Solving By Elimination
Instead of graphing or substituting, you could also eliminate a variable entirely from a systems of equations. This is the elimination method. The elimination method is when opposite coefficients are added together to getzero of one variable. To eliminate, you have to either add or subtract. When eliminating, you must know what to eliminate and when to subtract or add.

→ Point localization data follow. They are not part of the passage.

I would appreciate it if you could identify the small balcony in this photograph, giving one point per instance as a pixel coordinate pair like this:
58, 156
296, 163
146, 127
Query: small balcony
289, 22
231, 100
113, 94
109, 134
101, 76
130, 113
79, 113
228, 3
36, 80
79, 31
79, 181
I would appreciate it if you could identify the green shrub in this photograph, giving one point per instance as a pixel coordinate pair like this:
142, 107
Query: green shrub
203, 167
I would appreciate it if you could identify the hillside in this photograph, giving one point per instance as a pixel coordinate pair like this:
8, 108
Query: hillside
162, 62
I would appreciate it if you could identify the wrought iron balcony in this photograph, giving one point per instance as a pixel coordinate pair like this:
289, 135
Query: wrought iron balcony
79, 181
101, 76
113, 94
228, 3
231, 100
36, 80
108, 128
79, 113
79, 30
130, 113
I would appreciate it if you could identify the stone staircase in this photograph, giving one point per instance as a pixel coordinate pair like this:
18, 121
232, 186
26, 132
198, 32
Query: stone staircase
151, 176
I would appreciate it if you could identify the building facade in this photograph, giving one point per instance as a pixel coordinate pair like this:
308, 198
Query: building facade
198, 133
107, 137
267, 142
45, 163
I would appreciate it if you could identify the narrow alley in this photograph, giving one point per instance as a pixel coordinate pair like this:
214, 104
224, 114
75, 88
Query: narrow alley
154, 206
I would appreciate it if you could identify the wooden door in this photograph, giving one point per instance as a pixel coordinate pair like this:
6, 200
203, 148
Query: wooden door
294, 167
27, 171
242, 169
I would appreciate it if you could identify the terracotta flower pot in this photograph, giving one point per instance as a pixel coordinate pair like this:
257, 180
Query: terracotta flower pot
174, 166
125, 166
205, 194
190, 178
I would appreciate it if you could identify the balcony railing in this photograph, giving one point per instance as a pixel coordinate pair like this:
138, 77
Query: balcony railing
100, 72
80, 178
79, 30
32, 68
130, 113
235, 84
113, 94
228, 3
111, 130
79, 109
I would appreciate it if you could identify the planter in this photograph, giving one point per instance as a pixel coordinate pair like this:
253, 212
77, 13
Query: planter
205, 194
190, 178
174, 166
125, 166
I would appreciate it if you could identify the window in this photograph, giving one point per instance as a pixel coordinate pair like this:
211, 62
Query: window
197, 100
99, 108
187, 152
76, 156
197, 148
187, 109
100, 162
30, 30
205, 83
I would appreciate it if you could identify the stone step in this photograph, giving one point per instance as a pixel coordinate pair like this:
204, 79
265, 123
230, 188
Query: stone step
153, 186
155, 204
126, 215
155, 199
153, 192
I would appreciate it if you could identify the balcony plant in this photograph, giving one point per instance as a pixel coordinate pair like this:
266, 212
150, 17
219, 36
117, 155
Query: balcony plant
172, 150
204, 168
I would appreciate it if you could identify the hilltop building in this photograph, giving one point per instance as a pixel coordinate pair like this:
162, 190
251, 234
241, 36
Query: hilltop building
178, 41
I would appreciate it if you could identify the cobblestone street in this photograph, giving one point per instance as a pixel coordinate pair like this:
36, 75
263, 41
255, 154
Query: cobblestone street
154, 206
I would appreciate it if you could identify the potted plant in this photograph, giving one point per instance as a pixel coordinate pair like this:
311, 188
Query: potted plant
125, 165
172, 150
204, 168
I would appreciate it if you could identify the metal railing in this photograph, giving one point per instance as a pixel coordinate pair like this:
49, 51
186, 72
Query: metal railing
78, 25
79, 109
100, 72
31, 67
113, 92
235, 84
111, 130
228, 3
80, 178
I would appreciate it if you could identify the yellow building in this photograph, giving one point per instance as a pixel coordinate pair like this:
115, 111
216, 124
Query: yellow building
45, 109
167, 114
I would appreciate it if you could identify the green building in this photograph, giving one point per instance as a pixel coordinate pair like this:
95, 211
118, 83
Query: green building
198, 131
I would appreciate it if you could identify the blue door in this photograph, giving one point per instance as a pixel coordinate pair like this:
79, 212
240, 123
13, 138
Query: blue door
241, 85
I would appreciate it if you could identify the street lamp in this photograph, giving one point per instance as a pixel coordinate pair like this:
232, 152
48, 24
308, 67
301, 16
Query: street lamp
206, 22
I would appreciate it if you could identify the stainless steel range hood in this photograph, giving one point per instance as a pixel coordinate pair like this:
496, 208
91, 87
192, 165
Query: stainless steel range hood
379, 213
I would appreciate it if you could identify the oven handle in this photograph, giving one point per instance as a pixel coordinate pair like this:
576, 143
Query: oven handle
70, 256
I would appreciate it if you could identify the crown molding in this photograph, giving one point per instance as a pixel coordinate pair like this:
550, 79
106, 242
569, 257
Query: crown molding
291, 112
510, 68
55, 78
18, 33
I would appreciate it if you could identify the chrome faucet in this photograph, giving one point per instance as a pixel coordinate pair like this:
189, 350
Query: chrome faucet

When the corresponding coefficients in both equations are matching, you subtract. When subtracting for elimination, you are subtracting expressions that are equal from both sides to keep the equation balanced. Also when you find one variable, substitute it back in to find the other variable.
3x + y = 1
3x + 2y = 4
3x + y = 1
-(3x + 2y) = -4
-1y=-3
y=3
3x + 3 = 1
3x + 3 - 3 = 1 - 3
3x = -2
3x/3 = -2/3
x = -2/3
Adding works just as well. When you add, the coefficients need to be the same, except the signs must be different. When solving using addition, the steps are the same as subtracting, but you are adding so one variable comes out to zero.
3x + 2y = 4
+(x - 2y) +4
4x = 8
4x/4 = 8/4
x = 2
2 - 2y = 4
-2y = 2
y = -1
The elimination method works well when the coefficients are matching, but when they aren't, you must make the coefficients match. You do this by multiplying a number to one of the equations (the whole equation) so the coefficient matches with its correspondent in the other equation.
2x + 3y = -1
4x + 5y = -1
2(2x + 3y) = 2(-1)
4x + 6y = -2
4x + 6y = -2
-(4x + 5y) - (-1)
1y = -1
y = -1
2x + 3(-1) = -1
2x - 3 = -1
2x = 2
x = 1
When both variables get eliminated, there is no solution for the systems of equations. If it comes out to an always true statement, the systems of equations has infinite solutions.